Blackford told the West Highland Free Press that NPAC got two decisions wrong by rejecting the farm but then approving an application for housing in a conservation zone in Waternish, a peninsula between Loch Dunvegan and Loch Snizort in the north west of Skye.
“I am distraught at the outcome,” Blackford told the newspaper, adding that he was fully behind Organic Sea Harvest’s planned salmon farm at Balmacqueen because it would have brought jobs to the area.
“The company are going to appeal, and they will have my full support,” said Blackford, who is the Scottish National Party’s leader in the House of Commons.
Referring to Waternish decision, which some fear could kick-start development in a conservation zone, Blackford said he was “deeply uneasy” that local councillors had voted against the plan but it had been passed on the votes of councillors based many miles away in Caithness.

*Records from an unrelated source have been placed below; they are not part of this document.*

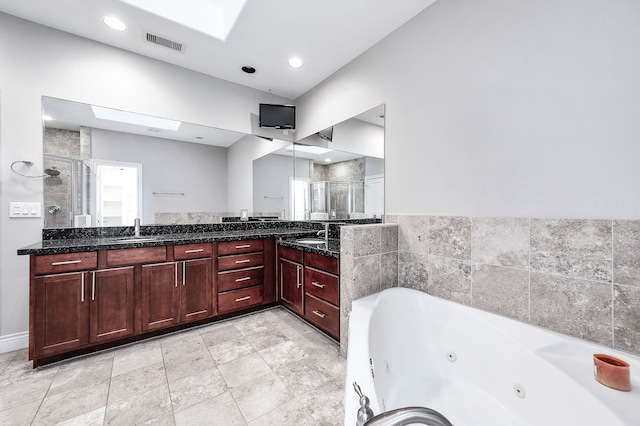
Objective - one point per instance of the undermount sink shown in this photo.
(134, 239)
(311, 241)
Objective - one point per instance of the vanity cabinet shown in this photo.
(72, 308)
(309, 285)
(290, 278)
(244, 280)
(178, 291)
(322, 292)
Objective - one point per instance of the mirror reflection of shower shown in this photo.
(66, 183)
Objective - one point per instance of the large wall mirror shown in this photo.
(104, 167)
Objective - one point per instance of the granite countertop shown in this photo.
(332, 249)
(75, 245)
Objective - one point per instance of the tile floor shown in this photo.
(267, 368)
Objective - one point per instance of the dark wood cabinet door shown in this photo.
(111, 304)
(197, 289)
(291, 294)
(61, 313)
(160, 296)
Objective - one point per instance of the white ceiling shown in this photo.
(325, 34)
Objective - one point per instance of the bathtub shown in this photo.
(407, 348)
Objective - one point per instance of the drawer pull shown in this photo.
(66, 262)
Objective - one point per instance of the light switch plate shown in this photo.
(25, 209)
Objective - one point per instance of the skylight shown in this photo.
(215, 18)
(133, 118)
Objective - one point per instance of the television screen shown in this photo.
(326, 134)
(277, 116)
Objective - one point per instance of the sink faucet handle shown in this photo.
(364, 412)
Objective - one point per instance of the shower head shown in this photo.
(53, 172)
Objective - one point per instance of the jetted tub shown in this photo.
(407, 348)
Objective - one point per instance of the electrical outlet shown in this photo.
(25, 209)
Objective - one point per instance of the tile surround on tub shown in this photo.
(576, 276)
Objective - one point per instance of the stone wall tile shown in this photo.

That concern has also been expressed by Highland councillor and Organic Sea Harvest (OSH) co-founder Alister MacKinnon, who pointed out that NPAC members from Caithness, Sutherland and Dingwall were among those who voted against the Balmacqueen plan, even though three of the four councillors from Skye support the plan.
The NPAC voted 8-6 against OSH’s application, which was opposed by local residents but had been recommended for approval by planning officers and had received approval from other agencies that must give permission for fish farms.
The committee, which had previously rejected an application for an OSH farm around 2km away at Flodigarry, was primarily concerned with the visual impact of the proposed Balmacqueen farm.